There was adduced no proof to establish defendant’s claim that in the sale of defendant’s property fraud was practiced by the plaintiff, by the Port of New York Authority (hereinafter referred to as the authority) through any of its officers, or by the real estate brokerage corporation which negotiated the sale. Certain it is that those connected with the authority acted fairly and honorably throughout. Though the broker knew that the plaintiff corporation was used as a cloak to conceal the identity of the authority, it was under no duty to disclose that fact to the vendor. So long as the broker acted in good faith its agreement to withhold the identity of the real principal is not against public policy or void. (Foss v. N. Y. C. & H. R. R. R. Co., 161 App. Div. 681; affd., 217 N. Y. 727.) A broker is obligated to disclose the buyer’s name where there might be any question as to the latter’s financial responsibility. (Ostroff v. Doctor, 238 N. Y. 264.) Here no such question arose. Nor was the plaintiff under a duty to reveal to the defendant the fact of the authority’s connection with the prospective purchase.

*190The Port of New York Authority, a corporation created by the States of New York and New Jersey in the year 1921, acquires land for the building of bridges, tunnels, approaches and terminals in the district of the port of New York. Its policy is to secure its property for these public improvements by direct negotiation with the owners rather than by a resort to condemnation proceedings. The location of a project is determined upon long in advance of the time when actual construction is commenced. Functioning with informality and usually with secrecy, it endeavors to purchase property required not at exaggerated and exorbitant values but at prices which are fair and reasonable. (Report on Law and Procedure in Condemnation Applicable to Proceedings Brought by the City of New York, by Leonard M. Wallstein, Special Assistant Corporation Counsel, pp. 594, 595, 596, dated Jan. 28, 1932.) This method of procedure in the acquisition of land adopted by the authority is a praiseworthy one and is in the public interest. A public agency should be compelled to pay no more than reasonable value for property acquired for public use.
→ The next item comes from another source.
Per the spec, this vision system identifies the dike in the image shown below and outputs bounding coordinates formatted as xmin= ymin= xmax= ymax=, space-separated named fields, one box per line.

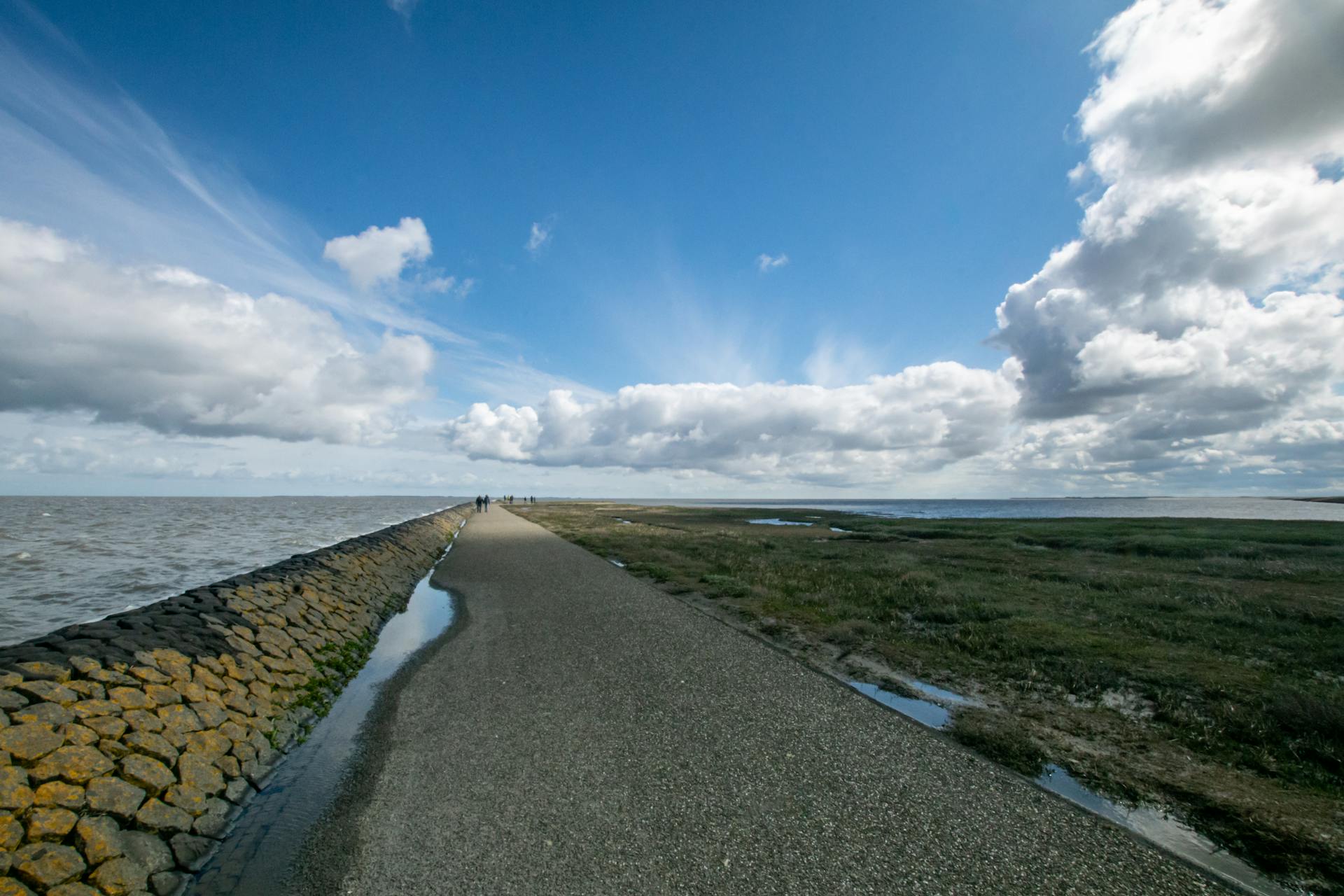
xmin=0 ymin=504 xmax=472 ymax=896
So long as there is no fraud or deception practiced upon the vendor, sales consummated by public bodies under the guise of subsidiary corporations are not rendered invalid.
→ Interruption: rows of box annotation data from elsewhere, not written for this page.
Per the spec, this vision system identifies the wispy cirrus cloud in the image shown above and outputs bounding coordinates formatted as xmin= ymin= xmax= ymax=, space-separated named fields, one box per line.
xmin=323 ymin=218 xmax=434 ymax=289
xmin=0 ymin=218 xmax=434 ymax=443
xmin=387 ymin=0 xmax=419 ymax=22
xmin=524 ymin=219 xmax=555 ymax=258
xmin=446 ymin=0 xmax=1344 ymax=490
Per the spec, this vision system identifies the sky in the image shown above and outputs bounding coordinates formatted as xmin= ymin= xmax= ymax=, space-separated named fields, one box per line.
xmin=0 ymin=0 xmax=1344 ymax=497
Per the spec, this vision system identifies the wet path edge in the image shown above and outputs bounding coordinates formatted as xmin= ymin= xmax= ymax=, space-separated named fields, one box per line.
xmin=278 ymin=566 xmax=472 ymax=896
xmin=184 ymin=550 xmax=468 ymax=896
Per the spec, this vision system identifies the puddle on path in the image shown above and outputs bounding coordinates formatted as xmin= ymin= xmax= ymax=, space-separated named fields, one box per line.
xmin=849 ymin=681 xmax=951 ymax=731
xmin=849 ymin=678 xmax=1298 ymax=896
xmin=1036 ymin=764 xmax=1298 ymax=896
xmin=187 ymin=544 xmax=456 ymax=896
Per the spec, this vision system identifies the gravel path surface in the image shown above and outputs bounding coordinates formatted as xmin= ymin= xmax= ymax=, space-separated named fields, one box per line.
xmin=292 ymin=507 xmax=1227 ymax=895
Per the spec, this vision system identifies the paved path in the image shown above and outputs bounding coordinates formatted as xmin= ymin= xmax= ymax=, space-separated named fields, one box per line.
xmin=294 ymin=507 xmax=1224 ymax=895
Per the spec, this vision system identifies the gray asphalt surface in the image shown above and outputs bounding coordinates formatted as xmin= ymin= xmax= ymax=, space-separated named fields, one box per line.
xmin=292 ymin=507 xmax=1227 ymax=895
As the defendant is no longer the owner of the property involved, the court is without power to grant to the plaintiff specific performance of the contract, but plaintiff is entitled to recover the portion of the purchase price paid by it to the defendant. A court of equity conforms its decree to the situation existing at the time of trial. It may award judgment for money damages to the vendee for breach of contract by the vendor if since the commencement of the action specific performance by the vendor has become impossible because the property to be transferred has been otherwise disposed of. (Casino Hall, Inc., v. Levinson, 223 App. Div. 721; Saperstein v. Mechanics & Farmers Savings Bank, 228 N. Y. 257, 261; Zauderer v. Market Street Long Beach Realty Corporation, 128 Misc. 364; affd., 221 App. Div. 760; Merry Realty Co. v. Shamokin & Hollis R. E. Co., 230 N. Y. 316, 322.) The amendment to the complaint sought by the plaintiff is allowed and judgment is granted for the plaintiff in the sum of $10,000, with interest from the 1st day of November, 1931. Submit findings on notice.